Question n° 21-00063 : du 22 mai 2013

Mme Marion Maréchal-Le Pen alerte M. le ministre du redressement productif sur les conséquences des délocalisations des entreprises textiles françaises. L’effondrement d’un immeuble à Dacca au Bangladesh, et ses plus de 1100 victimes, rappelle que les bas prix pour les consommateurs occidentaux ont un coût : celui de l’esclavagisme d’hommes et de femmes, rendu possible par les lois sur le libre-échange. Les entreprises françaises du prêt-à-porter ont globalement nié, en dépit des preuves rapportées par la presse, avoir eu recours aux ateliers de Dacca. Le principe semble être le même que dans l’agro-alimentaire : une soif de profits et une course aux prix les plus bas s’exerçant au mépris des plus élémentaires normes sociales et environnementales. Aussi, il est plus que jamais nécessaire d’imposer une déontologie aux entreprises de prêt-à-porter ou d’équipement sportifs, relayée par une traçabilité de leur production afin d’avertir plus clairement les consommateurs.
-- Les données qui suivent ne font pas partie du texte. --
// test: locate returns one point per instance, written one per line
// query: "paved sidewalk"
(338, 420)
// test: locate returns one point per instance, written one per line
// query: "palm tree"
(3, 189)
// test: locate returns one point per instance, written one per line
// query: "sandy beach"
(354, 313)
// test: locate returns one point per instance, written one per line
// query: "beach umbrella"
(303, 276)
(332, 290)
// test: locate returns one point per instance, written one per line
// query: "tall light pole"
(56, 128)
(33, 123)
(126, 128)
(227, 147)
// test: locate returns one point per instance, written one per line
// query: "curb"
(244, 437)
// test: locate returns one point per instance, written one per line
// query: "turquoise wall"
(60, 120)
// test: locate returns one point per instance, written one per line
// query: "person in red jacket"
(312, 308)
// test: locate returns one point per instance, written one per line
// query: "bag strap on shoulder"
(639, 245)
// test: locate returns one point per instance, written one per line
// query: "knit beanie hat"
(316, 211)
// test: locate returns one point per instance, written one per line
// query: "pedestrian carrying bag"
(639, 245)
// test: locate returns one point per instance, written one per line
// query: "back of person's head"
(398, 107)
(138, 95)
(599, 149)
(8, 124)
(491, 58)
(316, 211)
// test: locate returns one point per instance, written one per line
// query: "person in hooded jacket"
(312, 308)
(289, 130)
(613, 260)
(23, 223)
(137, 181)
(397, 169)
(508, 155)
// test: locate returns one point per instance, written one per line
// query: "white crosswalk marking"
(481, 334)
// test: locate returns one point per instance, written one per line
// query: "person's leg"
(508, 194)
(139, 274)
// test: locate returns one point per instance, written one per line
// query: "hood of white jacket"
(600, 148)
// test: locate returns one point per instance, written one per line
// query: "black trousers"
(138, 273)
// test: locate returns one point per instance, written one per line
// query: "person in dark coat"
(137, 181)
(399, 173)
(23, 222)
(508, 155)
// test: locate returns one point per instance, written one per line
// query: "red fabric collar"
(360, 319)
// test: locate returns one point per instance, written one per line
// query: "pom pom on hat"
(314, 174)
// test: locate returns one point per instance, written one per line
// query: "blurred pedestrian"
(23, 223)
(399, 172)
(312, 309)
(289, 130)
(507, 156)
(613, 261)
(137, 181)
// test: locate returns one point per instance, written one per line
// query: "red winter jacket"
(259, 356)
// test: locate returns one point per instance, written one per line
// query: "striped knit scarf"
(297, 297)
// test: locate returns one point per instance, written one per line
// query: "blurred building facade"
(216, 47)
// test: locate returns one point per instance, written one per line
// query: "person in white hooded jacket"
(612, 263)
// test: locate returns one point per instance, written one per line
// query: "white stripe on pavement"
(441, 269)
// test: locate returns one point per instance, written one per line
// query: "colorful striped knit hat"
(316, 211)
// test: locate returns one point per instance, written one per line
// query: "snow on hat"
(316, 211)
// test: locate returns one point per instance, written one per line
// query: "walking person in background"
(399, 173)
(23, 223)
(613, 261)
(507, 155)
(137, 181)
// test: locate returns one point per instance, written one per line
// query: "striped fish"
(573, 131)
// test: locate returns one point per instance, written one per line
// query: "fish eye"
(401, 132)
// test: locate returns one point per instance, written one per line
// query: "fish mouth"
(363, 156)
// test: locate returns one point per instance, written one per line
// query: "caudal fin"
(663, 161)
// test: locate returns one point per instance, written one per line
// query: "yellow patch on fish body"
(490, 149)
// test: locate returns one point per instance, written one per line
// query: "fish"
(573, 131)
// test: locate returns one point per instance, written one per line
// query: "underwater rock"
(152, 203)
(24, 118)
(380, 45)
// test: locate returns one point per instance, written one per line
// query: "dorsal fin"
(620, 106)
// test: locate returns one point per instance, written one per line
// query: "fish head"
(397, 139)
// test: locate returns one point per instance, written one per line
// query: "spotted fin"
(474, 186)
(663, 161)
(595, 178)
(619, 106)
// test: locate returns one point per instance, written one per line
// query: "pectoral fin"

Au moment où notre pays connait de grandes difficultés, un retour de la filière textile en France serait également souhaitable. Il est demandé au ministre s’il entend prendre des mesures en ce sens et comment il compte sensibiliser les entrepreneurs français du textile aux conséquences des délocalisations de leur production et moraliser leurs conditions de sous-traitance.